18 September 2018
RELIEF THERAPEUTICS Holding SA (“Relief”, “the Company”) announces today that, as anticipated in August, Relief and its major shareholder GEM Global Yield Fund LLC SCS (“GEM”) have agreed on an amendment to the Share Subscription Facility (SSF) agreement signed on December 19, 2015. Under the amended terms, that validity of the agreement has now been prolonged until December 31, 2020 instead of December 18, 2018. In addition, the amendment increases the aggregated amount of CHF 25’000’000 accessible to Relief via a mechanism of drawdowns by another CHF 20’000’000 for a new total of CHF 45’000’000. As Relief has effectively drawn down a total amount of CHF 902’741 on the SSF to date, the remaining balance still available to be drawn down for Relief totals CHF 44’097’259.
Depending on the customary terms of the SSF, draw downs will be issued from time to time by the management, and the funds obtained will then be used for Relief’s expenses relating to its development programs and for general corporate purposes.
GEM (www.gemny.com) founded in 1991 is a USD 3.4 billion investment group having completed 370 transactions in 70 countries. GEM is an alternative investment group that manages diverse investment vehicles worldwide with different degrees of operational control, risk-adjusted return and liquidity profile. Our funds and investment vehicles provide GEM and its partners with exposure to: Small-Mid Cap Management Buyouts, Private Investments in Public Equities (PIPEs) and select venture investments.
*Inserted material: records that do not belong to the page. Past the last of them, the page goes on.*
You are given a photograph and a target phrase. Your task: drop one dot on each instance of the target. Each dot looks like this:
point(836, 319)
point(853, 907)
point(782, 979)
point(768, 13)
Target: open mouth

GEM’s funds have included: Kinderhook Industries (GP and LP non-voting stakes), GEM Global Yield Fund LLC SCS, GEM India and VC Bank/GEM Mena Fund (GEM successfully exited both its GP and LP stakes in these funds in 2015 and 2010) and CITIC-GEM Fund (matured in December 2015).
RELIEF THERAPEUTICS Holding SA is a clinical-stage biotechnology company with a portfolio of drug candidates derived from natural human origins. Its two first candidates are Aviptadil for the treatment of sarcoidosis (to enter Phase III) and low dose interleukin-6 (Atexakin alfa) for the treatment of peripheral neuropathy (to enter Phase II). Aviptadil development in sarcoidosis addresses the orphan disease market, in which European regulators have indicated that a single pivotal Phase III trial would be sufficient to support approval. Atexakin alfa is the subject of an exclusive worldwide development and commercialization agreement with Merck KGaA, The current priority indication for Atexakin is to alleviate peripheral diabetic neuropathy, a market that is estimated to reach $4.1 billion in 2019 (source Datamonitor). In addition to these initial drug candidates, Relief has initiated a strategic collaboration with Genclis in April 2018 in order to co-develop and commercialize products arising from the disruptive technology developed by Genclis.
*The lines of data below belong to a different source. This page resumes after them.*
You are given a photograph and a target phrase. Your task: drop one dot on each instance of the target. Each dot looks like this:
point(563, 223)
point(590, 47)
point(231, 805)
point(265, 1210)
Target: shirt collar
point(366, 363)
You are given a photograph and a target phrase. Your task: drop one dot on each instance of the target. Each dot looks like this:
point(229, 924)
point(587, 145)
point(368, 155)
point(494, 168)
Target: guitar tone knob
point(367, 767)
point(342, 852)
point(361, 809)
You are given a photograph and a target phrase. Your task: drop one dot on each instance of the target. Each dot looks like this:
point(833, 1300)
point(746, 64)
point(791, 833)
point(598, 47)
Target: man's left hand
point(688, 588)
RELIEF THERAPEUTICS Holding SA is listed on the SIX Swiss Exchange under the symbol RLF and is headquartered in Geneva, Switzerland.
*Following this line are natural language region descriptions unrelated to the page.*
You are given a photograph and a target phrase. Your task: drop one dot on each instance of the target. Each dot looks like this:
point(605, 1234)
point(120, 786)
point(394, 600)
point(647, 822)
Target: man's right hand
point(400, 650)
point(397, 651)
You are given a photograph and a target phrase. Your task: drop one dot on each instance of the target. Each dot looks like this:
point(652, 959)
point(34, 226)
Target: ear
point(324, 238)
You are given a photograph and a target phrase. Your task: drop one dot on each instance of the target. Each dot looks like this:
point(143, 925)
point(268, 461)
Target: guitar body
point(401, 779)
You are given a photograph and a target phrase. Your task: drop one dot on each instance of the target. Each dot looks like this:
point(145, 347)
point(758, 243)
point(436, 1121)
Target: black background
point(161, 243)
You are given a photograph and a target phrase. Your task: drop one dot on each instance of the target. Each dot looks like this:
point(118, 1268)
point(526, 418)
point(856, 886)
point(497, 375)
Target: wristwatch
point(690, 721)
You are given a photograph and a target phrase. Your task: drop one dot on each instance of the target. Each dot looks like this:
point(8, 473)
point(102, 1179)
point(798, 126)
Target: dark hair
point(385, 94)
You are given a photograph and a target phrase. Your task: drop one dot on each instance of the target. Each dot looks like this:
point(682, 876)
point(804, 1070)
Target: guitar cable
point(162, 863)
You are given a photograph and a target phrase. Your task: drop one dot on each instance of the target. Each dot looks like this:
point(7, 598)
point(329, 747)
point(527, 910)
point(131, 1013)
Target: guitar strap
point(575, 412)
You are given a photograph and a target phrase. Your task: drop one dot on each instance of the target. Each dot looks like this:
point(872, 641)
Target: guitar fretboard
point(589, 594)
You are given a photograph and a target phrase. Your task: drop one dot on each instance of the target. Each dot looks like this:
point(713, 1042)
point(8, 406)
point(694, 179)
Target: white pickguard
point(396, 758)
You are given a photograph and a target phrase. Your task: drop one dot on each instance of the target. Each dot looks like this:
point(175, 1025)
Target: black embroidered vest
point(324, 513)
This communication expressly or implicitly contains certain forward-looking statements concerning Relief Therapeutics Holding SA and its business. Such statements involve certain known and unknown risks, uncertainties and other factors, which could cause the actual results, financial condition, performance or achievements of Relief Therapeutics Holding SA to be materially different from any future results, performance or achievements expressed or implied by such forward-looking statements. Relief Therapeutics Holding SA is providing this communication as of this date and does not undertake to update any forward-looking statements contained herein as a result of new information, future events or otherwise.